The rapid decline in cellular ATP levels of glucose-deprived astrocytes in presence of antimycin A or BAM-15 clearly demonstrates that mitochondrial ATP regeneration is essential for maintaining a high cellular ATP content during glucose-deprivation. Considering the ability of astrocytes to maintain ATP for many hours, substantial amounts of intracellular sources have to be available in astrocytes to provide the substrates for mitochondrial ATP regeneration under the conditions used. One intracellular source that may help to maintain the cellular ATP concentration on a high level is the polysaccharide glycogen. Glycogen contents in cultured astrocytes account for around 80 nmol glycosyl residues/mg protein and this glycogen is rapidly mobilized after glucose-depletion with a halftime of 7 min [50]. Subsequently, glycogen-derived glucose-6-phosphate is glycolytically metabolized to pyruvate that could be further oxidized in mitochondria, but has been reported to be mainly reduced to lactate that is released from these astrocytes [51]. Nevertheless, as extracellular lactate is consumed even in low concentrations by glucose-depleted astrocytes [16, 21], this lactate as well as lactate derived from free glucose present in the cells at the onset of the incubation [52] or pyruvate from other metabolic processes may serve as substrate for mitochondrial ATP regeneration. Other potential substrates for mitochondrial ATP regeneration in astrocytes may be fatty acids as astrocytes possess lipid droplets that contain substantial amounts of long-chain fatty acids [1, 13].

To test for an involvement of pyruvate and/or fatty acid oxidation in the mitochondrial ATP regeneration in glucose-deprived astrocytes, we applied UK5099, an inhibitor of the mitochondrial pyruvate carrier that already in a concentration of 1 µM efficiently prevents mitochondrial pyruvate consumption by astrocytes [21] and etomoxir, an inhibitor of carnitine palmitoyltransferase I, which is essential for the uptake of activated long-chain fatty acids from the cytosol into mitochondria for subsequent β-oxidation [34, 35]. Interestingly, none of these inhibitors alone affected the high cellular ATP content for many hours, suggesting that more than one process is responsible to provide metabolic fuels for mitochondrial ATP regeneration. Indeed, co-application of both inhibitors abolished cellular ATP contents within 5 h. Thus, the mitochondrial uptake and metabolism of both pyruvate and fatty acids are likely to strongly contribute to the maintenance of a high ATP level in glucose-deprived astrocytes. Both processes appear to provide alone already sufficient fuels for ATP synthesis for several hours, thereby having even the capacity to compensate for an impairment of the other process. However, each of the cellular sources that fuel substrates into mitochondrial pathways in starved astrocytes via pyruvate and/or activated fatty acids appears to be exhausted during a 24 h glucose-deprivation as demonstrated by the lowered cellular ATP contents and the high toxicity observed for the inhibitor-treated astrocytes.
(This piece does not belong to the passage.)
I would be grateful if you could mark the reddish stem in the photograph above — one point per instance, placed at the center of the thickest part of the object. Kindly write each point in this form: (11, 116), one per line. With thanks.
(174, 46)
In conclusion, glucose-depleted astrocytes maintain a high initial ATP content for many hours by mitochondrial ATP regeneration that is mainly fueled by oxidation of pyruvate and fatty acids, which are likely to be provided from endogenous stores such as glycogen and lipid droplets. In contrast, accelerated glycolysis in glucose-treated astrocytes after impairment of mitochondrial respiration can only partially maintain the high ATP content. Further studies are now required to investigate in more detail the intracellular processes that provide pyruvate and fatty acids for mitochondrial ATP synthesis in astrocytes, the potential use of extracellular amino acids and fatty acids as fuels for cellular ATP synthesis and how ATP consumption can be affected by modulation of the main consumers of cellular ATP.